Get the fuck outa here!!!!

No. Not what I said. But if you lost me two posts ago, I might as well leave. Another time perhaps.

I think you are equating faith to only mean faith in god. And maybe even a specific god. To me, that sounds like less meaning, not more.

I specifically did not. I mentioned other types of faith. Like faith that our memories are our own. Faith in God is only one way to build a set of axioms, but whatever your set of axioms, you have to have faith in it or you cannot make use of it.

Then we have nothing to disagree on. Are you suggesting I lack faith? Or philosophers lack faith? Or lack a set of axioms?

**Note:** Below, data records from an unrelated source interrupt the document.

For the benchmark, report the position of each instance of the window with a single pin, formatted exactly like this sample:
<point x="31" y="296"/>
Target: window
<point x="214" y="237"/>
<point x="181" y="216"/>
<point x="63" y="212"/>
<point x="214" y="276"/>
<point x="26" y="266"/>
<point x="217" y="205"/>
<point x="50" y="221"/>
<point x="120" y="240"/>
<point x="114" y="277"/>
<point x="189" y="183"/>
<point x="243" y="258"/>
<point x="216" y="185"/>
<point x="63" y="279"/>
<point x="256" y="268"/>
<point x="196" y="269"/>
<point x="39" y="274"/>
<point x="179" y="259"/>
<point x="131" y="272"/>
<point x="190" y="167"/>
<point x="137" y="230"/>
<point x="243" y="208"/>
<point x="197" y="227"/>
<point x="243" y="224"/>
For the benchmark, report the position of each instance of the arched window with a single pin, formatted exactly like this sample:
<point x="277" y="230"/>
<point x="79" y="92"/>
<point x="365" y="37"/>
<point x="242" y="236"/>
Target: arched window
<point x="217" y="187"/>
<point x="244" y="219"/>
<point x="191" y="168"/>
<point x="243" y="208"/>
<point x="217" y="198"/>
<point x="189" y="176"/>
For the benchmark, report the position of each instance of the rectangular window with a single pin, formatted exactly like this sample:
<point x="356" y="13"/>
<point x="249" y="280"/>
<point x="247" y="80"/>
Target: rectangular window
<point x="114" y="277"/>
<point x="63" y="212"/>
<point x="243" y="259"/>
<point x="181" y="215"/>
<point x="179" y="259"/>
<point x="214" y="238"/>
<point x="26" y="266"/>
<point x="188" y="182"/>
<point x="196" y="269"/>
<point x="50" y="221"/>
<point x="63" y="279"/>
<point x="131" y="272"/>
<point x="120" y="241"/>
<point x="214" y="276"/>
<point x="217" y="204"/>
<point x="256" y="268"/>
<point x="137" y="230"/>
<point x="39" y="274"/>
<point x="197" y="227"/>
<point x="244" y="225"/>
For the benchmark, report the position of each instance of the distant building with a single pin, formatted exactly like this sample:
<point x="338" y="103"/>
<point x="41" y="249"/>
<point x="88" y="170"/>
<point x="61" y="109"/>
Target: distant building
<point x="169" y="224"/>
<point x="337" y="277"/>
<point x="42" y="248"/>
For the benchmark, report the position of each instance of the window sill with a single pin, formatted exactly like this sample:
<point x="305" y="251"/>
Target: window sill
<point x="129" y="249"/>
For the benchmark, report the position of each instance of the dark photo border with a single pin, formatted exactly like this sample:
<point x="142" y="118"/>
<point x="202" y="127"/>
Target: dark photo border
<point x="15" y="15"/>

None of the above. I assert that philosophy has failed to produced a concrete methodology for discerning truth. If axioms exist and are accepted then we should have access to rigorous tools to answer philosophical questions. We should be able to make wise choices. But near as I can tell (correct me if I am wrong) modern philosophy's only claim is that you cannot make moral claims. You might find a system that can guide your personal decisions but not one that can be used to instruct someone else.

You can't build a functional society that way.

Again I may be way off base. I lost interest in modern philosophy after Kant and Hume. I don't even disagree with them. Their critique was correct. But all we had to do to fix it was to agree on some axioms and then continue. We haven't done that near as I can tell.

What is the better methodology for discerning truth?

Don't stop, thinking.

Philosophy’s only claim is: think.

Modern philosophy's only claim.

Imagine telling an aspiring plumber "work" or repeating the injunction to think to an engineer.

You must be able to tell the plumber how to work and the engineer how to think.

All I see from current schools of thought is how to sound smart without accomplishing anything. The emperor has no clothes! Plumbers are better philosophers because at least they can tell you something.

What are the alternatives to proof of work and proof of thought?

Sometimes, it’s hard to simply think.